📄 ccvt.s
字号:
/* Assembly code for various format conversion */
/* The ccvt_* functions always start with width and height, so these
parameters are in 8(%ebp) and 12 (%ebp). The other parameters can be
2 to 4 pointers, and one of these combinations:
*src, *dst
*srcy, *srcu, *srv, *dst
*src, *dsty, *dstu, *dstv
*/
#define __ASSEMBLY__
#include <linux/linkage.h>
#define Width 8(%ebp)
#define Height 12(%ebp)
/* 2 parameters */
#define Src2 16(%ebp)
#define Dst2 20(%ebp)
/* 4 parameters, 3 in, 1 out */
#define SrcY 16(%ebp)
#define SrcU 20(%ebp)
#define SrcV 24(%ebp)
#define Dst4 28(%ebp)
/* 4 parameters, 1 in, 3 out */
#define Src4 16(%ebp)
#define DstY 20(%ebp)
#define DstU 24(%ebp)
#define DstV 28(%ebp)
/* This buffer space used to be staticly allocted, but this is going to
give problems with multiple cams (though I have yet to see it).
Therefor, we reserve at least 72 bytes on the stack with `enter'.
*/
#define PixelBuffer -64(%ebp)
#define Uptr -68(%ebp)
#define Vptr -72(%ebp)
.data
#PixelBuffer: # 4 RGBa or YUV pixels (64 bytes)
#.long 0, 0, 0, 0
#.long 0, 0, 0, 0
#.long 0, 0, 0, 0
#.long 0, 0, 0, 0
#
#Uptr: .long 0 # Y is always in %esi/%edi (8 bytes)
#Vptr: .long 0
.text
/* This function will load the src and destination pointers, including
Uptr/Vptr when necessary, and test the width/height parameters.
- %esi will be set to Src or SrcY
- %edi will be set to Dst or DstY
the carry flag will be set if any of these tests fail.
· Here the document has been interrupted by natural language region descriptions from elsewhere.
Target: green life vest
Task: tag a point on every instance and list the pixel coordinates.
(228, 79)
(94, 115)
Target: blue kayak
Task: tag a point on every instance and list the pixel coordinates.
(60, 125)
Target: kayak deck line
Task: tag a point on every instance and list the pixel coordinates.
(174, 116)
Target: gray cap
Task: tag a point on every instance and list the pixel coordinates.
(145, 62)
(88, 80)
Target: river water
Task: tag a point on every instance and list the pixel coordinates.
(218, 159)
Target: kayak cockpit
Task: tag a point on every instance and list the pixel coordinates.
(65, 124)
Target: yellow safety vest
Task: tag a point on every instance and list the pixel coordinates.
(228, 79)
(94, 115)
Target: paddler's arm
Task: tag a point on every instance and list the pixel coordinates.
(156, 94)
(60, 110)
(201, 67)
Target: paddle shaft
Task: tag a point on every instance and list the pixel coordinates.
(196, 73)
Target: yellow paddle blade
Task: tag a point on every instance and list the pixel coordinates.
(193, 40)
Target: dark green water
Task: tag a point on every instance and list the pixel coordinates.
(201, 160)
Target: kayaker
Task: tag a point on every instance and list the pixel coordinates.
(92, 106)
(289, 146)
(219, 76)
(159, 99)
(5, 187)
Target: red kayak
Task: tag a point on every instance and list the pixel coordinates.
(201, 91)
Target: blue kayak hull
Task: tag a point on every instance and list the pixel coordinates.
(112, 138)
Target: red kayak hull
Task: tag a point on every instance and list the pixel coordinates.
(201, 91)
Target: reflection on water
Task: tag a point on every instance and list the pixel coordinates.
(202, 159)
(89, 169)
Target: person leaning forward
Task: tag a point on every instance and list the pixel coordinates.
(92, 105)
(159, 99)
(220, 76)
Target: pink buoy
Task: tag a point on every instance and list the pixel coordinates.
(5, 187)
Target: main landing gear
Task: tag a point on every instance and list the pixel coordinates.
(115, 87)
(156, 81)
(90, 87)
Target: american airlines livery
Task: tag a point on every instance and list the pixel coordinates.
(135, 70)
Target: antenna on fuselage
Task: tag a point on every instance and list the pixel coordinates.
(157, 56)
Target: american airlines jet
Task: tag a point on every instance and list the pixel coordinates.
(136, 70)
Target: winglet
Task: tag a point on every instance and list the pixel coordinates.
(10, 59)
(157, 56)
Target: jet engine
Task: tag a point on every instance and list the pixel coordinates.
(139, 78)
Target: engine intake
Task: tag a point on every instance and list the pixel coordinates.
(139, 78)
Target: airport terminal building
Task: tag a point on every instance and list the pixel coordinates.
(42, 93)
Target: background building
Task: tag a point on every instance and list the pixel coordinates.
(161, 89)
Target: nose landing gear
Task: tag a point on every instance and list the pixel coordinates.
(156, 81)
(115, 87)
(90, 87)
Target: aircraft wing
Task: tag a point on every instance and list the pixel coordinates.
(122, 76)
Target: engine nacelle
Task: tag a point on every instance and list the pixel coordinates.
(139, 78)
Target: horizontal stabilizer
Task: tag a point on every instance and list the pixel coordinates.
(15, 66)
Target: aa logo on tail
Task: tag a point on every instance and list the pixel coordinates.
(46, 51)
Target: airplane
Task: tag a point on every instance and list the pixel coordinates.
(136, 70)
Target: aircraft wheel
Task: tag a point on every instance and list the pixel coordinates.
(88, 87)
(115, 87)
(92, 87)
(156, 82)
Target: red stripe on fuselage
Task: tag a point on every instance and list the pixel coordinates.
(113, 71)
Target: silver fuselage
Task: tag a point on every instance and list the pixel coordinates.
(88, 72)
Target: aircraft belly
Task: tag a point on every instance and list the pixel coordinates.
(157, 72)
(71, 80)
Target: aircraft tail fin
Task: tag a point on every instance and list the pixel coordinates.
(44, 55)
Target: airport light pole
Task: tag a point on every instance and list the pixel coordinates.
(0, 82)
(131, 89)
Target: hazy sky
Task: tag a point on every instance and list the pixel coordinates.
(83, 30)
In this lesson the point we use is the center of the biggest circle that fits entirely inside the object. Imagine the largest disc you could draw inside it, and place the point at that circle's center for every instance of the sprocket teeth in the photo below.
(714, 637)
It assumes %ebp has been set.
*/
/* 2 parameters, src & dst */
test_param_2:
mov Src2, %esi
mov Dst2, %edi
cmp $0, %esi # NULL pointers?
je param_fail
cmp $0, %edi
je param_fail
jmp test_width_height
/* 3 inputs, 1 output */
test_param_31:
mov Dst4, %edi # NULL pointers
cmp $0, %edi
je param_fail
mov SrcV, %esi
cmp $0, %esi
je param_fail
mov %esi, Vptr
mov SrcU, %esi
cmp $0, %esi
je param_fail
mov %esi, Uptr
mov SrcY, %esi
cmp $0, %esi
je param_fail
jmp test_width_height
/* 1 input, 3 output */
test_param_13:
mov Src4, %esi # NULL pointers
cmp $0, %esi
je param_fail
mov DstV, %edi
cmp $0, %edi
je param_fail
mov %edi, Vptr
mov DstU, %edi
cmp $0, %edi
je param_fail
mov %edi, Uptr
mov DstY, %edi
cmp $0, %edi
je param_fail
jmp test_width_height
nop
test_width_height:
cmpl $0, Width
jbe param_fail
testl $3, Width # multiple of 4?
jnz param_fail # Nope...
cmp $0, Height # check illegal height
jbe param_fail
testl $1, Height # Odd no. of lines?
jnz param_fail # Aye
/* fall through */
/* exit points */
param_ok:
clc # Success: clear carry
ret
param_fail:
stc # Fail: set carry
ret
# This will fill PixelBuffer with 4 grey scale pixels (Y)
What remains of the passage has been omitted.